H. I. Christensen
Throughout the last three decades there has been a number of efforts in terms of doing systems integration. One of the first approaches in terms of building a system is probably Roberts [Roberts63]. Since then a large number of research efforts have been undertaken to build more or less complete systems [Brooks81,Hanson-Riseman78,VAP,Navlab,Dickmanns]. It is, however, characteristic that the construction of full systems is still a major problem both in terms of research prototypes and commercial systems.
The problems in terms of building systems are apparent from a number of indications. The most obvious indicator is probably that so far few commercial systems are available for 'general' domains. Almost all commercial systems are highly tailored to the specific applications for which it is used. This implies that a significant engineering effort is required for each new application. Such a requirement implies that vision only is a competitive technology for application domains, that are characterised by high volume, high risk or high cost. the potential for computer vision is however vast and diverse, but more structured implementation techniques must be provided before wide spread use can be expected. In addition a number of basic problems must be addressed before a more advanced applications can be provided.
Some of the primary reasons why systems integration still is a major problems are:
Another problem in system design and implementation is the need for computational resources. It is still characteristic that complex applications can only be implemented on state of the art computer facilities. At the same time it is difficult to scale applications in relation to available resources. Both of these problems are related to the issue of control, i.e. how are limited resources in terms of memory and CPU-power etc. most efficiently exploited and how is real-time response guareentied.
In the remainder of this chapter each of the problems outlined above are discussed in more detail and at the end a set of research and development issues that are considered particularly important is outlined.
In computer vision systems there is a need for a certain minimum of hardware resources. The obvious components are cameras and frame grabbers, in addition digital signal processors (DSPs) or dedicated hardware is often utilised. Each of these hardware components have their own problems.
First of all almost all available cameras (for commercial use) are designed based with broadcasting in mind, which implies that the output signal is according to the PAL or NTSC standard. This standard is excellent for transmission of images and subsequent viewing on monitors but it is not obvious that they are well suited for computer vision. The first problem is that the sampling period is 50 or 60Hz. Through use of shutters etc it is possible to reduce the effective sampling period, but it is very difficult to increase the sampling frequency, which implicitly provides an upper limit to the speed of a system. The other problem is that the spatial resolution often is inadequate. I.e. one has to make a compromise between the field of view and spatial resolution. Having access to better cameras would simplify a large number of problems. Recent progress in CMOS technology indicates that it might soon be possible to get cameras with a higher resolution and with the ability to do pixel by pixel addressing which would enable more efficient use of the sensing system.

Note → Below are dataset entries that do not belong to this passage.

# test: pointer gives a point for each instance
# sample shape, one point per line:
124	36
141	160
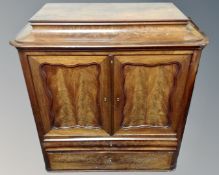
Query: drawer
104	160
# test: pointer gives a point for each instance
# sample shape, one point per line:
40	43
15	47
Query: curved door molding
146	91
71	91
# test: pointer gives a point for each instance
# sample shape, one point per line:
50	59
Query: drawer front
110	160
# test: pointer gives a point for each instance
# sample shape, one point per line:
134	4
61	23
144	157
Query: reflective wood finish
110	91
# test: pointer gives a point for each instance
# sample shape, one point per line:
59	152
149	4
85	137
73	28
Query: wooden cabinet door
72	94
148	91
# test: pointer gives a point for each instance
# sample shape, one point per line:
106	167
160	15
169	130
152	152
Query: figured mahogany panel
147	90
73	94
70	93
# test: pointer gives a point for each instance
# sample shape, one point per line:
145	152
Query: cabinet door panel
148	91
71	90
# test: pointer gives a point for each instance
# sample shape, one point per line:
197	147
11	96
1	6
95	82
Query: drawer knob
105	99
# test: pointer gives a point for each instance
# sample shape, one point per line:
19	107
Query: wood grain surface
110	84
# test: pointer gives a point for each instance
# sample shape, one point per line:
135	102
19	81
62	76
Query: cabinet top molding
110	25
107	12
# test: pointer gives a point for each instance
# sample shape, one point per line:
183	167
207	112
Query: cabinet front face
72	92
148	90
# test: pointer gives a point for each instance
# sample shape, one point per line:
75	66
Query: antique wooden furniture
110	84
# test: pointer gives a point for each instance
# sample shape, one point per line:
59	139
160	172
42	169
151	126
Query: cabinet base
110	160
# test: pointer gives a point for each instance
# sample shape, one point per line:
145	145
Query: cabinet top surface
107	12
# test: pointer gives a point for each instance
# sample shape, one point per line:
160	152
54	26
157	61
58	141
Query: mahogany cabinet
110	84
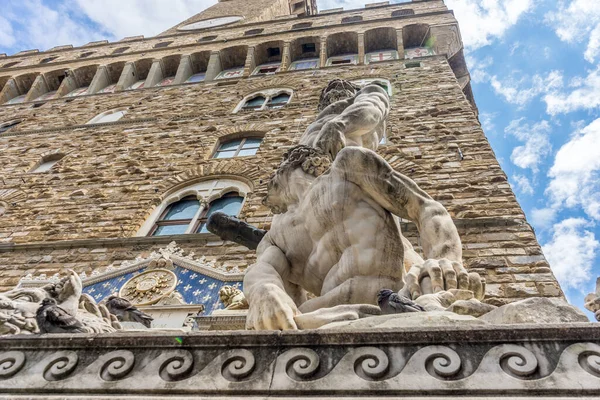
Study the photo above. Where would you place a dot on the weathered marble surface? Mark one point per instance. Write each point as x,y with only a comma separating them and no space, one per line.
538,310
470,362
592,301
337,234
18,307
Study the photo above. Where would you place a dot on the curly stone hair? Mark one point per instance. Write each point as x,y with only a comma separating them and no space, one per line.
313,161
337,89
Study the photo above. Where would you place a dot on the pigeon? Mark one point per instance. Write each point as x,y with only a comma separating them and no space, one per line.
125,311
393,303
52,318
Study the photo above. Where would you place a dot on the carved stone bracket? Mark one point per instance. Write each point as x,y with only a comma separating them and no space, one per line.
498,361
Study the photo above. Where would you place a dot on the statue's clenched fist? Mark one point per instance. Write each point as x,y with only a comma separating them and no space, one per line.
438,275
271,309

In terms of frame grabbers it is characteristic that there is a large number of different brands almost all of which have different interfaces. A few years ago the VME bus was the standard interface, but due to the limited bandwidth of this bus most commercial boards are today equipped with a PCI bus to enable integration into PC based systems. In addition progress in multi-media applications has resulted in a number of workstations that have built-in frame grabbers, but the interfaces are still quite different and in most cases only a 'high-level' software interface is provided. These high level interface makes it difficult to change specific parameters in the hardware, and significant resources must be devoted to the adaptation of such hardware devices for particular applications. This at the same time makes it difficult to choose the most appropriate hardware platform for different applications. There is thus a need for standardisation of such hardware devices and the associated set of controllable parameters.

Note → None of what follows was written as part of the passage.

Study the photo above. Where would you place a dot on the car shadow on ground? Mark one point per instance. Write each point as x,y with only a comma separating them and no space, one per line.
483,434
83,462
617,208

Some frame grabbers are equipped with dedicated processing hardware that enable real-time pre-attentive processing of images to generate gradient or edge maps. Unfortunately the programming required to use such facilities is typically extensive and non-portable, which again implies that a high cost is associated with the use of such devices. There is thus also a need for standardisation of such DSP interfaces and it would in addition be most useful to have standard libraries for the most common operations. As a minimum it would be desirable to have common definitions for application programmer interfaces (APIs) to enable easy migration from one platform to another.
Recently there has been an effort in the US to provide a standard library for programming of vision applications. This effort is named the 'Image Understanding Environment', IUE. This effort is a response, by a particular funding agency, to the fact that a significant amount of resources has been devoted to re-implementation of existing algorithms. It is however characteristics for this effort that it has it origin in Image Understanding. This implies that particular emphasis has been placed on interpretation of single images, and interfacing to many different kinds of imaging devices. It is still uncertain how and to what extent the effort also will include methods for more general computer vision research. Another characteristic of the effort is that it has tried to be extensive in the sense that it has tried to capture as much as possible into a single standard. It might be more wise to try to capture the minimum possible to enable transfer of software from one platform to another.
The IUE initiative also lacks proper support for handling of uncertainty, continuous streams of data and so far no support is available beyond single image characteristics.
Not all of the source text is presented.